I mentioned how bluefish engage all my senses while angling for them. Of course the sights sounds and smells of their varied environments are a large part of this. There is the hiss of the tides and smell of tidal flats in the estuaries, and the wading birds and ospreys fishing as you are and the waterfowl riding the currents. The sound and fury of a rising surf, and the pull of the backwash on your legs as you stand waist deep in the suds. The clatter of displaced surf clams in the wash, and your nostrils inhaling the salty mist thrown skyward by the to crashing waves, accompany the calls of the gulls, and the scampering of sandpipers. And offshore the smell of the oil slick created by blues feeding on menhaden or mackerel, the frenzied diving and screams of seabirds feeding on the offal, and the timeless swells of the endless Atlantic often yielding’ such bonus’ as bottlenose dolphin, whales or enormous sea turtles. And at night, when much quality summertime bluefishing occurs, schools of squid attracted by the boat’s lights, sharks as big as a station wagon cruising by, and shooting stars, especially during the Persied meteor showers each August. And one summer’s night nearly half a century ago, I stood along the rail of a head boat on Barnegat Ridge working a diamond jig in sixty feet of water. I looked up at the moon, realizing that it was the first time I ever saw the moon like that. A moon man had first set foot on it earlier that same day. It is not known how many other people gazed skyward that night experiencing the feelings of hope and awe that I did, but what is known is that I did so in the context of bluefishing. Fishing on the Sea of Tranquility in a manner of speaking.
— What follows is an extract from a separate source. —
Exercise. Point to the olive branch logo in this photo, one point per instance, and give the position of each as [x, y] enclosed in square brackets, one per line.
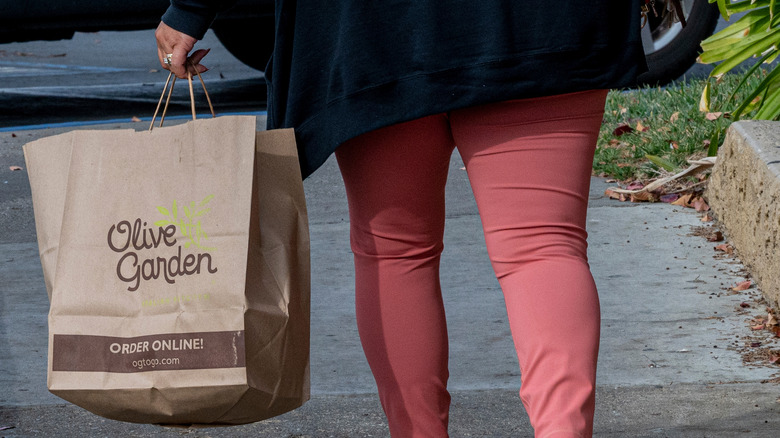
[187, 224]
And then you add the fresh cut melon smell scent of a just caught bluefish, or the scent that often accompanies the ravaging schools and wafts along from the wavelets or swells to your olfactory glands. This was first inhaled over a school of snapper bluefish by many of us in our youth. And as the sense of smell is generally regarded as our most nostalgic, the blues have thusly set the hook in us as well, at an early age. And as a thrashing bluefish is held down for hook removal, you notice the world class teeth, titanium like head, and sleek muscled fusiform shape. Not only notice, but feel, bringing in to play yet another sense, that of touch. No fish has the feel in your hands that a fresh caught blue has. The scent of a blue, the feel of the fish in your hands, and even on your line, enhances the romance of the senses that this fish engenders. Sight, sound, feel, and smell, summertime bluefishing engages them fully.

Many of us employ the use of the fifth sense, that of taste. Bluefish are eaten from snapper size to twenty pounders, taste preferences, preparation and economics driving this cuisine at times. And whether it is Bluefish Italiano, fried snappers, or fillets on the grill, the first bite of bluefish smells like melon in your mind, reveals itself beneath the oily epicurean savor, recalls the feel of the wind and spray, the sound of the birds and crashing surf. And you hear the snap of the bluefish’s jaw as your own mandibles close on your feast. Taste, smell, sight, hearing and touch. They can be present to varying degrees in your memory of any fish I suppose. But for me, nothing engages the entire spectrum so fully as that singular animal, the bluefish, in that singular season, the summertime.